Jim Jarmusch, o maestro dissidente do indie, está de regresso com uma ode aos versos do quotidiano e ao dia-a-dia da criação artística.
Jim Jarmusch, o maestro dissidente do indie, está de regresso com uma ode aos versos do quotidiano e ao dia-a-dia da criação artística.
Paterson é motorista de autocarro na cidade de Paterson, New Jersey. Todos os dias segue a mesma rotina: percorre o seu itinerário observando a cidade à medida que a vê passar pelo espelho retrovisor, ouve fragmentos das conversas em redor e, aos poucos, bebe todas as gotas da sua essência. Nas horas vagas, passeia o buldogue inglês Marvin, bebe uma cerveja num bar orgulhoso das suas origens e vai para casa ter com a sua mulher, Laura, uma sonhadora compulsiva que está sempre em mudança. Paterson ama Laura e ela ama-o também. Ele apoia os projetos de Laura, ela impulsiona o talento de Paterson para a poesia...
Já o tínhamos dito? Paterson é também poeta – as palavras que escreve pertencem, na realidade a Ron Padgett, um dos poetas contemporâneos de eleição de Jim Jarmusch – e é um confesso apaixonado pela obra de William Carlos Williams – que criou uma colagem épica de escritos dedicados à cidade de Paterson – e um entusiasta de Emily Dickinson, que rejeita a tecnologia moderna e se recusa à "prisão" contemporânea do smartphone.
Nem precisamos de chegar a meio da repetitiva semana de Paterson para entender que nada de realmente entusiasmante vai acontecer no novo filme de Jarmusch, mas as intenções do realizador são muito mais delicadas, na prossecução de uma quimérica exploração dos sinais de pontuação que dão sentido à alma criativa de um artista.
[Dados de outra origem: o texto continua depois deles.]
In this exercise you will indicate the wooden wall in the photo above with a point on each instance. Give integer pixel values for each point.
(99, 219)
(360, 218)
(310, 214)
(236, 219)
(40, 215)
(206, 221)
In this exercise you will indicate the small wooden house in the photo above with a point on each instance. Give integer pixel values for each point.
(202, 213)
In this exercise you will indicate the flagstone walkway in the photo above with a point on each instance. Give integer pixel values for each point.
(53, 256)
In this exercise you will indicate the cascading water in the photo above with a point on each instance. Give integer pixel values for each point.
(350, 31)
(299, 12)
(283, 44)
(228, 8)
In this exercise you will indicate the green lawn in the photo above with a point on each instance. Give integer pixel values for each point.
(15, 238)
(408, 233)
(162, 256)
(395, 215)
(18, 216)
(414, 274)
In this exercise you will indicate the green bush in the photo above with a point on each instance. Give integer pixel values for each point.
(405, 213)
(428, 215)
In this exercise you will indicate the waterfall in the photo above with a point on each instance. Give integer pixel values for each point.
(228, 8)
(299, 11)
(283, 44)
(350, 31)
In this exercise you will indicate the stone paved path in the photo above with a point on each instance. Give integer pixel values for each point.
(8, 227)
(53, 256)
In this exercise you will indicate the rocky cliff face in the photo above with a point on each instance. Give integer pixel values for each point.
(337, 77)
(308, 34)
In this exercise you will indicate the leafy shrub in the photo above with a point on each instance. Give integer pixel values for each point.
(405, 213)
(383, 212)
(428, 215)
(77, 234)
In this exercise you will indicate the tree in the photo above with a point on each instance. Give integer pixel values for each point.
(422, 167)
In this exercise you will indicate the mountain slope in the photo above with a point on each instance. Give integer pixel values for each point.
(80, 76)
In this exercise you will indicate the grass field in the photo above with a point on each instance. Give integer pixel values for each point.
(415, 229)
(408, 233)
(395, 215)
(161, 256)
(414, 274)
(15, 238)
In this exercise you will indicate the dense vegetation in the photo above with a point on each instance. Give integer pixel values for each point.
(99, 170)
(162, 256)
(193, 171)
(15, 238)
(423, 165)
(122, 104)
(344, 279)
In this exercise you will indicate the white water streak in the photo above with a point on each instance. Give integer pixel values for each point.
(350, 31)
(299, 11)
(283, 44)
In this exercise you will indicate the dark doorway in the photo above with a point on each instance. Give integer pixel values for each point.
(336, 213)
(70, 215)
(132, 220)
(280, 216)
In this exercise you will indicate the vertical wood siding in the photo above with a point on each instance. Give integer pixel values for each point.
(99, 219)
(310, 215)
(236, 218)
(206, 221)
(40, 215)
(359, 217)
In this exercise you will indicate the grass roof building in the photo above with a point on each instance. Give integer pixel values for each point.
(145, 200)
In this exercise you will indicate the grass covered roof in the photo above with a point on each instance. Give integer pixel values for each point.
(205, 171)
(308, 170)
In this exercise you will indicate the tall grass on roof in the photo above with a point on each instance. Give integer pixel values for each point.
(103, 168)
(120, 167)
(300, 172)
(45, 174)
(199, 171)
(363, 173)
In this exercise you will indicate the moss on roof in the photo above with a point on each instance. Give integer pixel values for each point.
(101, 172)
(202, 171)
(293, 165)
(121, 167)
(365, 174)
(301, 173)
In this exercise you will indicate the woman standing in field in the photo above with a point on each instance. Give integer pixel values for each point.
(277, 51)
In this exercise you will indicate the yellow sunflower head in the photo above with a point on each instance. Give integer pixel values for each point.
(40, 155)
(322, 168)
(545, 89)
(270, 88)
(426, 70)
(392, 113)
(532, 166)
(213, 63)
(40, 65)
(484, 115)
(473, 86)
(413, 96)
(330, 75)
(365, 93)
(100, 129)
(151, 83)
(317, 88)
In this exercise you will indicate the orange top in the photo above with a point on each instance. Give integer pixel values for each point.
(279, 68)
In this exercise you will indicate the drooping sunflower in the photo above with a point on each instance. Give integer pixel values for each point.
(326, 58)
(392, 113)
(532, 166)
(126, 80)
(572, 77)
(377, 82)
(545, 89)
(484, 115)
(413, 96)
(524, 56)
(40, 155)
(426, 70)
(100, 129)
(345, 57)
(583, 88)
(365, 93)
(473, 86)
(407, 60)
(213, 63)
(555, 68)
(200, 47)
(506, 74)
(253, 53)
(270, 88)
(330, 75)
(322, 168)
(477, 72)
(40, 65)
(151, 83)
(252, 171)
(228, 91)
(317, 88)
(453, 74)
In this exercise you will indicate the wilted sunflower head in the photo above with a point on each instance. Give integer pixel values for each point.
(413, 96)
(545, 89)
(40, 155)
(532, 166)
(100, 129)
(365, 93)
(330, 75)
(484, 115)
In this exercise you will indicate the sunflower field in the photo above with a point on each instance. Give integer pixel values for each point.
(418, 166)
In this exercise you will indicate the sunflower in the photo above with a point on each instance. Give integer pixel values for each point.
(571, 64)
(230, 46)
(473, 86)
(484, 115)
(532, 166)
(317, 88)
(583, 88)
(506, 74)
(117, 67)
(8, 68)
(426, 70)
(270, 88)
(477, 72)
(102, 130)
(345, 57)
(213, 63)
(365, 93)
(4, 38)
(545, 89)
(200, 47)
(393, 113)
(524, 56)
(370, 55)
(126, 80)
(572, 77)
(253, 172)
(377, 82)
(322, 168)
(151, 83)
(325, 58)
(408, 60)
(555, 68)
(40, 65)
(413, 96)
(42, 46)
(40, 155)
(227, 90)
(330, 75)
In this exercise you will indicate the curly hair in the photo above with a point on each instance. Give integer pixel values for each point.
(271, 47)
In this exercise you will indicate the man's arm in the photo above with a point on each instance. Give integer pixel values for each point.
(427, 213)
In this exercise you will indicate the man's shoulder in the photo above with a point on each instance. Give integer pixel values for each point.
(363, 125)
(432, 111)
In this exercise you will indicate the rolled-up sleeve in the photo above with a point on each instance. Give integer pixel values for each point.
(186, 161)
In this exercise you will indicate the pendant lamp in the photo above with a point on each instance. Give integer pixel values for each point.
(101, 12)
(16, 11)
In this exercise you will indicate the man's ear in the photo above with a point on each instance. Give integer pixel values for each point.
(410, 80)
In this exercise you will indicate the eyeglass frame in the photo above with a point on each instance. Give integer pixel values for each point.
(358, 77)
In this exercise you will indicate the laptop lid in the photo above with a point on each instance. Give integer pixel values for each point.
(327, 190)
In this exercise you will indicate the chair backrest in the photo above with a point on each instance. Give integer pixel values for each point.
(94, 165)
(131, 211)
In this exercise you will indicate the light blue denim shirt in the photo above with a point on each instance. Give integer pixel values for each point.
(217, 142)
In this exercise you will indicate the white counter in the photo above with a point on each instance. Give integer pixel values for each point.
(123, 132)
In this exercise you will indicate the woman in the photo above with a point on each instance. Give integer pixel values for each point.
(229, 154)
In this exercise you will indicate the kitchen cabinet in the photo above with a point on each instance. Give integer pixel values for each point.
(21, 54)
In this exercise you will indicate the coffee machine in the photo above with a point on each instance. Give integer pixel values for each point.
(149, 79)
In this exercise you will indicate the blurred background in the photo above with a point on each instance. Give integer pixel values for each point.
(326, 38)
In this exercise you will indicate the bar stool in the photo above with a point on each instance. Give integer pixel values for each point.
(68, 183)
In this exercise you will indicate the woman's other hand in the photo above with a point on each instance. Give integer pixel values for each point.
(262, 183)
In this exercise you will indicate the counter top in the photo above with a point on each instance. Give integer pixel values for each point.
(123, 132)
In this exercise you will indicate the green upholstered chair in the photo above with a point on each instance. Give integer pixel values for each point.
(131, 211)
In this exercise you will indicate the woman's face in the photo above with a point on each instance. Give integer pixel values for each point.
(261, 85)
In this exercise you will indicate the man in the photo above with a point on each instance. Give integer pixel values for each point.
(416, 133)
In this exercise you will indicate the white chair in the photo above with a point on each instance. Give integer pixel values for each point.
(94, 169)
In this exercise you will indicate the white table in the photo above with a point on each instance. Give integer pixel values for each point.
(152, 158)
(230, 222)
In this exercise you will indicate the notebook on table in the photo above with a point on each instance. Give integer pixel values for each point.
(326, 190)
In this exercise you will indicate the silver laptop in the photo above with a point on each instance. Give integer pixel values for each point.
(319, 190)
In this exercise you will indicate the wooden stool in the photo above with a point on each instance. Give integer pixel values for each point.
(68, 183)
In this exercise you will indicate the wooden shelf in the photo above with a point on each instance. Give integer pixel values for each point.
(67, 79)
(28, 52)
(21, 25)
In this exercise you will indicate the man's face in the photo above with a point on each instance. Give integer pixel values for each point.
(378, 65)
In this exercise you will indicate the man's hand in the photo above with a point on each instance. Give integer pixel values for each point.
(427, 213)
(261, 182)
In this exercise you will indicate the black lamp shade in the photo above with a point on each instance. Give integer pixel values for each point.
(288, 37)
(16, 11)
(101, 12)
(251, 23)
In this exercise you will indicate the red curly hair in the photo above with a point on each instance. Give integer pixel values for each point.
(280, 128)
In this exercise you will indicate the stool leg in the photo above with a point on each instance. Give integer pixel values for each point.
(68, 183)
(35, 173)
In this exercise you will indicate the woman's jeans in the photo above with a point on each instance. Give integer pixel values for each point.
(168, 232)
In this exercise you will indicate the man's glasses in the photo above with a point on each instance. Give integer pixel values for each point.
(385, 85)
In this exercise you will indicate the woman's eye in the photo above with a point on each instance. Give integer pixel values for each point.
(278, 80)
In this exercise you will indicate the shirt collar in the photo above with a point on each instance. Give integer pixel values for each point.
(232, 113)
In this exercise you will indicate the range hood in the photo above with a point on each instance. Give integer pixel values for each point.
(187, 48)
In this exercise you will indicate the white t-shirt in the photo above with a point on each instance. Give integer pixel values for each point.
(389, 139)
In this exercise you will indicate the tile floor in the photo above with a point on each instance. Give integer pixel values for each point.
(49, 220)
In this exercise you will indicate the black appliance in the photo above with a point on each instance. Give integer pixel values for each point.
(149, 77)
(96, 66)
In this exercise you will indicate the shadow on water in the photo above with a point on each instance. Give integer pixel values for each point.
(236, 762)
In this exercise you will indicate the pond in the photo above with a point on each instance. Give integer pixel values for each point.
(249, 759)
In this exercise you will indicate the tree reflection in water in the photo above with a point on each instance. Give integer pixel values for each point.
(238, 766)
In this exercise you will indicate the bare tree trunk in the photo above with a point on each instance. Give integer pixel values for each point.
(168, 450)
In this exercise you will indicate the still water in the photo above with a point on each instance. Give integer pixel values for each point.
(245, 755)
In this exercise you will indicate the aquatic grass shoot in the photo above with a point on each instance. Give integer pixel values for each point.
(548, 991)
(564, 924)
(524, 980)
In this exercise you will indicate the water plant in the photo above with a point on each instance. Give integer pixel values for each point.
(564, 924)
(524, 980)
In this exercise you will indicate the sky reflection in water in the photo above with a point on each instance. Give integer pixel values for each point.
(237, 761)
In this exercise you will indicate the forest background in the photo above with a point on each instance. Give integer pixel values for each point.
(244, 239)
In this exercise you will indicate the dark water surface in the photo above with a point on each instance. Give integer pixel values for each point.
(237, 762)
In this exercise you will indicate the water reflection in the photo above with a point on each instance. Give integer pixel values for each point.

Sabemos o que está a pensar: tudo isto soa incrivelmente pretensioso, mas a verdade é que Paterson – o personagem - é radicalmente alérgico à pretensão – convulsando-se até para se denominar de poeta amador – e o filme acompanha esta sensibilidade, transformando-se num hino à inescapável beleza do ordinário, à transcendência da rotina repetitiva.
Quatro anos depois da melancólica sinfonia vampírica de Só os Amantes Sobrevivem, Jim Jarmusch regressa à cadeira de realização com uma nova ruminação de celebração da decadência Americana naquela que será, certamente, uma das obras mais existenciais da sua frutífera carreira – o que, convenhamos, não é um feito minimamente desprezável. Usando o vulgar e ordinário para criar uma observação vibrante, Paterson é uma joia episódica sobre a relação ora frágil, ora plena, entre a criatividade e a vida quotidiana, infundida com as referências culturais, estética enganadoramente modesta e um absurdismo mundano que sempre marcaram as incursões cinematográficas do realizador americano.
Golshifteh Farahani (Laura) é um luminoso e extravagante furacão de criatividade num papel insuspeitamente difícil e que provavelmente soaria unicamente palerma noutra versão desta história. Barry Shabaka Henley é o caloroso e divertido Doc, o dono de um nostálgico bar de jazz e o mais próximo que Paterson terá de um amigo. Mas nada disto seria possível sem o retrato afetante e absolutamente despojado de Adam Driver que prova aqui a sua tremenda disponibilidade e versatilidade, cimentando-se como um dos mais entusiasmantes jovens talentos de Hollywood e uma prova viva de que menos é, por vezes, muito, muito mais.
Arriscando-se a encantá-lo com um novo fascínio pela poesia moderna, Paterson é uma obra sapiencial e profundamente humana sobre a importância da arte e do amor para significar a tristeza, alegria e beleza da existência quotidiana. Um milagre silencioso!